# CH124 Sea King crash at NY Air Show 1992 (?)



## Popurhedoff (21 Jun 2012)

I was in HS 423 Sqn back then in Shearwater, when the CH124 Sea King from HT406 Sqn crashed at the airshow while in the hover.  Power Settling/Ring state vortex was the problem if I remember... The video has been played a number of times at the Flight Safety seminars but the reason I am writing this is.

Today, waiting for lunch in Kabul, I was talking with an American LCol and the topic of rotary wing/Helo's came up. He mentioned the crash and we had a nice discussion about it.  He asked me if I saw the video, and i replied many times. He asked me if i remembered from the end of the video? and I said yes, spectators were running to the crash,  he chuckled and said... that was me when I was a young Lt.

Lt. Dan Austin at the time was the first to get to the crash and with the help of another aviator, started getting the injured crew members out of the Sea King.  I thanked him for his courage to run in there and knowing some of the crew, no doubt they appreciated it as well.
Lt. Austin received a medal for his actions on that day.

Its a small world, I have met LCol Austin a few times before here in Kabul, and we always sat over a coffee and cigar talking about everything and anything, but this is the first time we talked about Helo's.  He has trained in Gagetown and Petawawa over the years as well.  Its a small world after all.

Cheers
Pop


----------



## krustyrl (21 Jun 2012)

Interesting, yes it is a small world at times.  Thanks to LCol Austin for his bravery.


----------



## Good2Golf (21 Jun 2012)

Pop, please pass on my thanks to LTC Austin.  

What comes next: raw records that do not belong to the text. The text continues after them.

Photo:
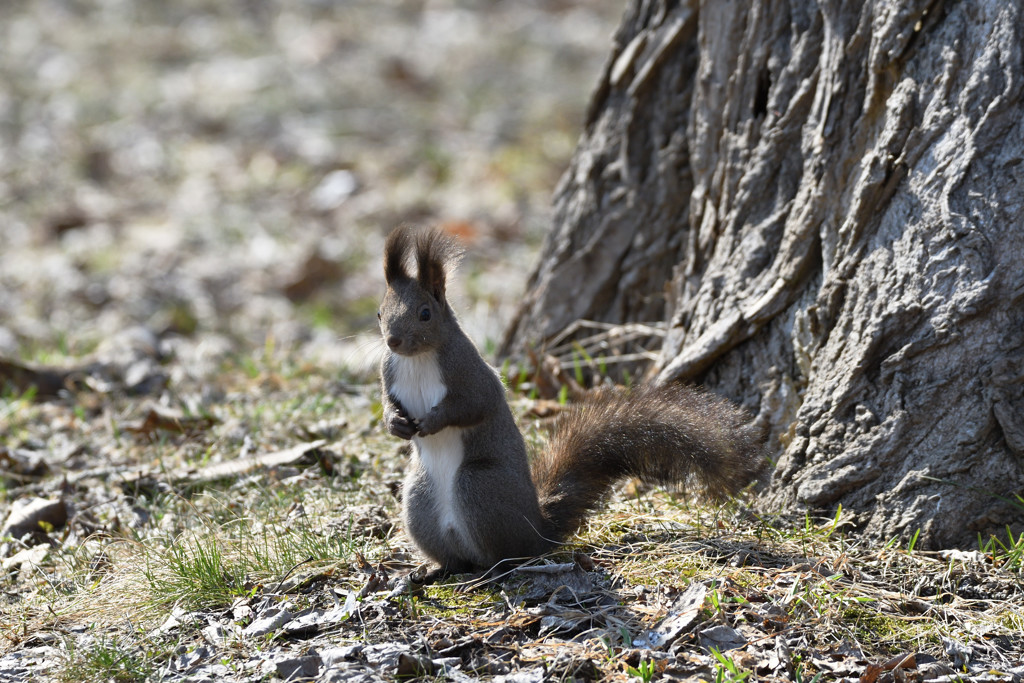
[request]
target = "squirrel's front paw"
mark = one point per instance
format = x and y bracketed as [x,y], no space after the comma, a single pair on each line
[401,427]
[429,424]
[399,424]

Folks can talk hypothetically about what they'd do in a situation, but LTC Austin's conduct, as a young 1LT in the day, confirmed that he is a man of action looking to aid others before self.  A good friend was the navigator on that aircraft, pinned underneath the aircraft for some time, and having folks on site almost immediately, assuring him and others of the crew that they were being looked after, went a long, long way.

Regards
G2G


----------



## Popurhedoff (21 Jun 2012)

Hiya G2G,

I will pass on all the thanks to Dan, we have lunch together every few weeks at our compound.  He's looking forward to his next assignment, a flying position again, finishing his staffing gig.

Cheers
Pop


----------



## Baz (21 Jun 2012)

The crash was in Aug 91... I joined HT406 in Apr 92 (as a TACCO student)  and it was still front and center.  I know three of the crew members; the navigator (all TACCOs from the 90s do) and I the co-pilot (who was a student) well.

I took a CH124B (12434 to be precise, I checked my log) to the same airshow in Sep 95... I'm pretty sure that was the trip that it rained hard and water ingressed into the upper circuit breaker panel (people were wondering why it was hanging down).  I recall that we were (may of been?) the first CH124 at that airshow since the crash, so the staff took a special interest in us (wondering how the crew was, making us feel welcome, etc).

Pop: Army.ca has never made me pull my log before... Thanks   Do we know each other?


----------



## Popurhedoff (22 Jun 2012)

Baz said:
			
		

> The crash was in Aug 91... I joined HT406 in Apr 92 (as a TACCO student)  and it was still front and center.  I know three of the crew members; the navigator (all TACCOs from the 90s do) and I the co-pilot (who was a student) well.
> 
> I took a CH124B (12434 to be precise, I checked my log) to the same airshow in Sep 95... I'm pretty sure that was the trip that it rained hard and water ingressed into the upper circuit breaker panel (people were wondering why it was hanging down).  I recall that we were (may of been?) the first CH124 at that airshow since the crash, so the staff took a special interest in us (wondering how the crew was, making us feel welcome, etc).
> 
> Pop: Army.ca has never made me pull my log before... Thanks   Do we know each other?



There is a good possibility that we do, I did three posting to Shearwater 87-92 (12 AMS, HS423 Sqn), 434 CS Sqn in Shearwater 92-94,   and (12 AMS, HS 423 Sqn and HT 406 Sqn) 99-04,  Old Fitter.  I have articles published in two books about the Sea Kings during the Gulf War (Certified Serviceable and The Persian Excursion).

Your welcome for having to pull your log, not that is was the intended purpose.

Cheers
Pop


----------